Выбрать главу

Незнакомец спустился по ступеням. Он шел медленно, все больше вселяя беспокойство в душу Оленьки. У границы светового пятна он остановился, а на противоположном его конце стояла Оленька. И сколько времени они так стояли, трудно сказать. Ей вдруг непереносимо захотелось увидеть лицо мужчины, посмотреть ему в глаза, но маска из тени надежно прятала облик незнакомца. И еще Оленька поняла, что он видит ее. Их разделяло большое световое пятно, но у нее сложилось впечатление, что он сейчас запоминает ее черты, особенности фигуры, даже цвет мокрых волос. Возможно, его зрение обостряется в темноте, как у кошки? Да, в том, что он ее видел, у нее уже не было сомнений. Достаточно долго они стояли друг напротив друга, будто прикованные к своему месту, и каждый, кажется, раздумывал, что делать дальше.
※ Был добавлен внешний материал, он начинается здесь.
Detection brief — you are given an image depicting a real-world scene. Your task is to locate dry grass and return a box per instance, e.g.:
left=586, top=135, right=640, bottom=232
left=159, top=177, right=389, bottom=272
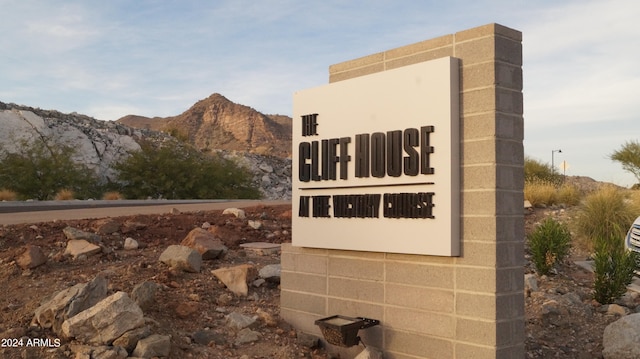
left=573, top=186, right=640, bottom=249
left=524, top=180, right=558, bottom=207
left=54, top=189, right=76, bottom=201
left=557, top=183, right=582, bottom=206
left=0, top=188, right=18, bottom=201
left=102, top=191, right=124, bottom=201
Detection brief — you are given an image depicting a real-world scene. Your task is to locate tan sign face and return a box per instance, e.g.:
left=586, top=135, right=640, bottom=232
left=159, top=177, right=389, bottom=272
left=292, top=57, right=460, bottom=256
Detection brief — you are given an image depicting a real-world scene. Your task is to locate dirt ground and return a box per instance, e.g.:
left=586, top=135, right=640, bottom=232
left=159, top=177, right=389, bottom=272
left=0, top=205, right=632, bottom=359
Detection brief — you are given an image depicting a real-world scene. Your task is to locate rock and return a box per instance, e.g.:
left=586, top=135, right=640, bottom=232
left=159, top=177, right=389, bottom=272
left=92, top=218, right=120, bottom=235
left=259, top=163, right=273, bottom=173
left=113, top=325, right=151, bottom=353
left=602, top=313, right=640, bottom=359
left=606, top=304, right=630, bottom=316
left=122, top=220, right=147, bottom=233
left=240, top=242, right=280, bottom=256
left=131, top=281, right=159, bottom=310
left=16, top=244, right=47, bottom=269
left=256, top=308, right=278, bottom=327
left=222, top=208, right=246, bottom=219
left=225, top=312, right=257, bottom=330
left=123, top=237, right=140, bottom=250
left=524, top=274, right=538, bottom=293
left=132, top=334, right=171, bottom=358
left=91, top=346, right=129, bottom=359
left=62, top=227, right=102, bottom=243
left=33, top=275, right=107, bottom=334
left=296, top=332, right=320, bottom=349
left=615, top=290, right=640, bottom=308
left=175, top=301, right=199, bottom=318
left=211, top=264, right=255, bottom=296
left=258, top=264, right=281, bottom=283
left=180, top=228, right=229, bottom=260
left=354, top=347, right=382, bottom=359
left=62, top=292, right=144, bottom=345
left=191, top=330, right=226, bottom=346
left=64, top=239, right=102, bottom=259
left=0, top=106, right=141, bottom=183
left=160, top=245, right=202, bottom=273
left=234, top=328, right=260, bottom=346
left=248, top=220, right=262, bottom=229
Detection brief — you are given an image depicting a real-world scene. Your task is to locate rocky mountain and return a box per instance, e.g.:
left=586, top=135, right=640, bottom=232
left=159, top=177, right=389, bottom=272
left=117, top=93, right=291, bottom=158
left=0, top=102, right=151, bottom=181
left=0, top=99, right=291, bottom=199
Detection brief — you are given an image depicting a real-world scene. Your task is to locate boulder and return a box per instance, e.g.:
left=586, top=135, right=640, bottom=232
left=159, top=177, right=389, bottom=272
left=211, top=264, right=255, bottom=296
left=33, top=275, right=107, bottom=334
left=62, top=227, right=102, bottom=243
left=91, top=218, right=120, bottom=235
left=602, top=313, right=640, bottom=359
left=247, top=220, right=262, bottom=229
left=62, top=292, right=144, bottom=345
left=354, top=347, right=383, bottom=359
left=91, top=346, right=129, bottom=359
left=160, top=245, right=202, bottom=273
left=225, top=312, right=258, bottom=330
left=180, top=228, right=229, bottom=260
left=222, top=208, right=247, bottom=219
left=132, top=334, right=171, bottom=358
left=64, top=239, right=102, bottom=259
left=113, top=326, right=151, bottom=353
left=123, top=237, right=140, bottom=251
left=258, top=264, right=281, bottom=283
left=131, top=281, right=159, bottom=310
left=16, top=245, right=47, bottom=269
left=191, top=330, right=226, bottom=346
left=234, top=328, right=260, bottom=346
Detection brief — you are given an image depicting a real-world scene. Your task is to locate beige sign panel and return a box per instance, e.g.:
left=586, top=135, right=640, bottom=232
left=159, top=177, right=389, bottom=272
left=292, top=57, right=460, bottom=256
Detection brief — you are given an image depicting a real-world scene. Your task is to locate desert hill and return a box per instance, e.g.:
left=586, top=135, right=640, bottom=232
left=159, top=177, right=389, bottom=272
left=117, top=93, right=291, bottom=158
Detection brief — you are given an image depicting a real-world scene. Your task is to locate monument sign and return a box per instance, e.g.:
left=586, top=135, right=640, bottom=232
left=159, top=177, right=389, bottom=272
left=293, top=57, right=460, bottom=256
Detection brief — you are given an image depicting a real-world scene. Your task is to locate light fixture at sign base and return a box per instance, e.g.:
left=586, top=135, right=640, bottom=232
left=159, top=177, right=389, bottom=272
left=315, top=315, right=380, bottom=347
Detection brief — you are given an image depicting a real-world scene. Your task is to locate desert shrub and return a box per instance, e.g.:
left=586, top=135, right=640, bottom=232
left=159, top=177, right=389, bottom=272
left=54, top=189, right=76, bottom=201
left=524, top=179, right=557, bottom=207
left=557, top=183, right=582, bottom=206
left=528, top=217, right=571, bottom=274
left=114, top=142, right=260, bottom=199
left=0, top=188, right=18, bottom=201
left=593, top=237, right=638, bottom=304
left=0, top=139, right=98, bottom=200
left=573, top=186, right=640, bottom=246
left=102, top=191, right=124, bottom=201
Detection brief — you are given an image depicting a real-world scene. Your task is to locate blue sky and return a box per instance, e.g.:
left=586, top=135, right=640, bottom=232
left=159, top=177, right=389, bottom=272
left=0, top=0, right=640, bottom=186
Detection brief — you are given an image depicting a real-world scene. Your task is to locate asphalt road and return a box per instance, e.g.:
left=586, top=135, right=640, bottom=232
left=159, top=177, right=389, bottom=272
left=0, top=200, right=291, bottom=225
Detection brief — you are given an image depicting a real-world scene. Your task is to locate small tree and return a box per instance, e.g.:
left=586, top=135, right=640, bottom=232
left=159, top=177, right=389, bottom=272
left=593, top=237, right=638, bottom=304
left=528, top=217, right=571, bottom=274
left=0, top=139, right=99, bottom=200
left=609, top=141, right=640, bottom=182
left=114, top=141, right=260, bottom=199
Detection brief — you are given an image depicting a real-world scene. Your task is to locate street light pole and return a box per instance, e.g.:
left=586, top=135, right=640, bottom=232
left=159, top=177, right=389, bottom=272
left=551, top=150, right=562, bottom=174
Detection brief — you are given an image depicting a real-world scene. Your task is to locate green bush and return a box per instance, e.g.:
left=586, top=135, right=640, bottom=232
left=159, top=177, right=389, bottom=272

Вдруг нечто необъяснимое, нематериальное перелетело через световое пятно от мужчины к Оленьке и толкнуло ее в грудь. «Нечто» опутывало ее, леденя сердце, но, почувствовав его, это «нечто», она неожиданно сорвалась и помчалась по аллее парка к противоположной его стороне. Но ей казалось, что какая-то невидимая нить странным образом связала ее с незнакомцем. Что эта нить приклеилась к Оленьке и теперь растягивалась по мере того, как она убегала все дальше и дальше. Девушке стало по-настоящему страшно, и ничего она так не желала, как оторваться от невидимой липучки, поэтому, едва касаясь земли ступнями, что было сил мчалась к жилым домам на дальнем краю лесопарка. Поняв, что сумка ей мешает, Оленька потянула за ремень, бросила сумку позади себя и дальше понеслась налегке...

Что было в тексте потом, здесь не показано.